A worthwhile article from the U.K.:
The story points up the many differences between the U.S. and U.K. when it comes to freedom of speech. Tweeting can quite easily constitute a crime in the UK, whereas the First Amendment in the U.S. makes it near to impossible to go to jail for a tweet.
Frank Ferguson, district crown prosecutor from Norfolk County in the East of England, identifies three types of social-media crime cases:
“Firstly, where people have committed an offence through abusing or bullying someone else, so that could be harassment or racism.
“Then we have the types of postings where the message results in an offence, such as someone is having a party, thousands turn up and criminal acts follow at that party.

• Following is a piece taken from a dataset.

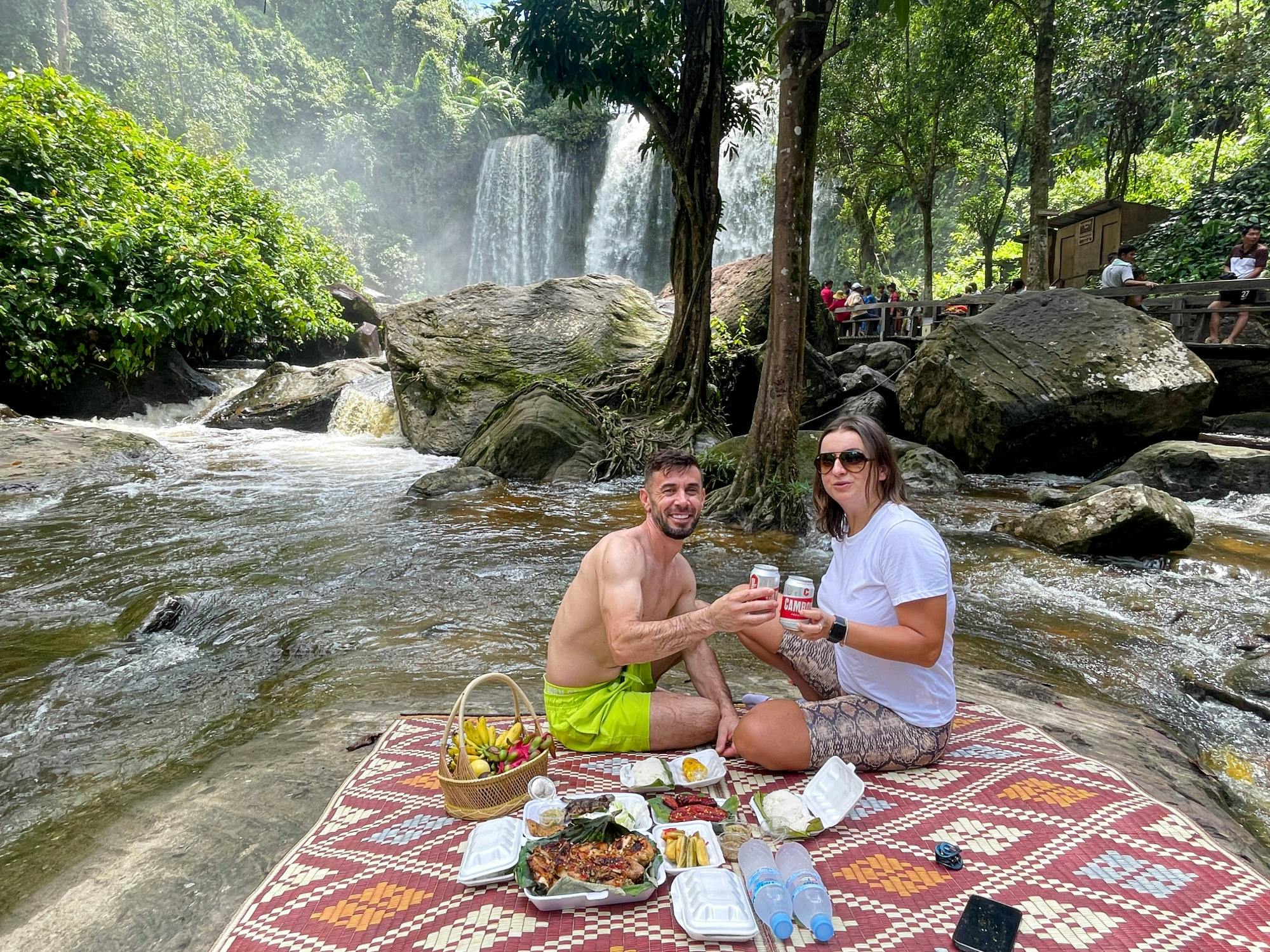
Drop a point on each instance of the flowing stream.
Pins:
(316, 582)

“Thirdly we have seen many cases where someone has committed and offence and then goes on to social media to brag about what they have done. This is an example where it can help us to track someone down.”

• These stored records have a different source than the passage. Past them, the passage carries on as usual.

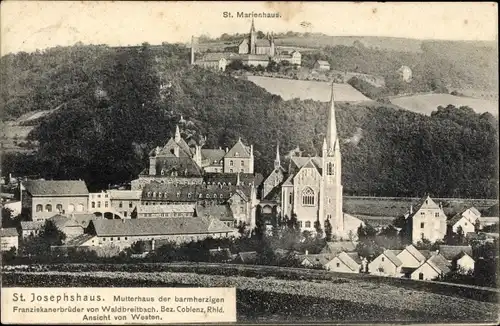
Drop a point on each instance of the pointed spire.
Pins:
(277, 160)
(177, 134)
(331, 132)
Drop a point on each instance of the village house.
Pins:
(428, 221)
(42, 199)
(345, 262)
(31, 228)
(8, 238)
(466, 219)
(386, 264)
(321, 65)
(123, 233)
(434, 267)
(459, 257)
(124, 202)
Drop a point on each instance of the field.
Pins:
(271, 299)
(427, 103)
(303, 89)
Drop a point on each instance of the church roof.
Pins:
(238, 150)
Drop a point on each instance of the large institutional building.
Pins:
(311, 187)
(251, 50)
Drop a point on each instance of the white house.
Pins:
(386, 264)
(465, 219)
(433, 268)
(9, 238)
(345, 262)
(428, 221)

Not that the first category of speech – with more – can’t constitute a crime in the U.S. because of the broad application of the First Amendment.
Also, as discussed in the article, a civil libel case in the U.K. can ruin a defendant - especially if the plaintiff is wealthy and the defendant lacks resources. It’s not just the judgment, it’s the U.K.’s loser-pays-the-attorneys-fees rule. In the U.S., with everyone bearing their own legal costs, plus with the First Amendment hurdles to libel actions, the specter of civil libel liability is much lower.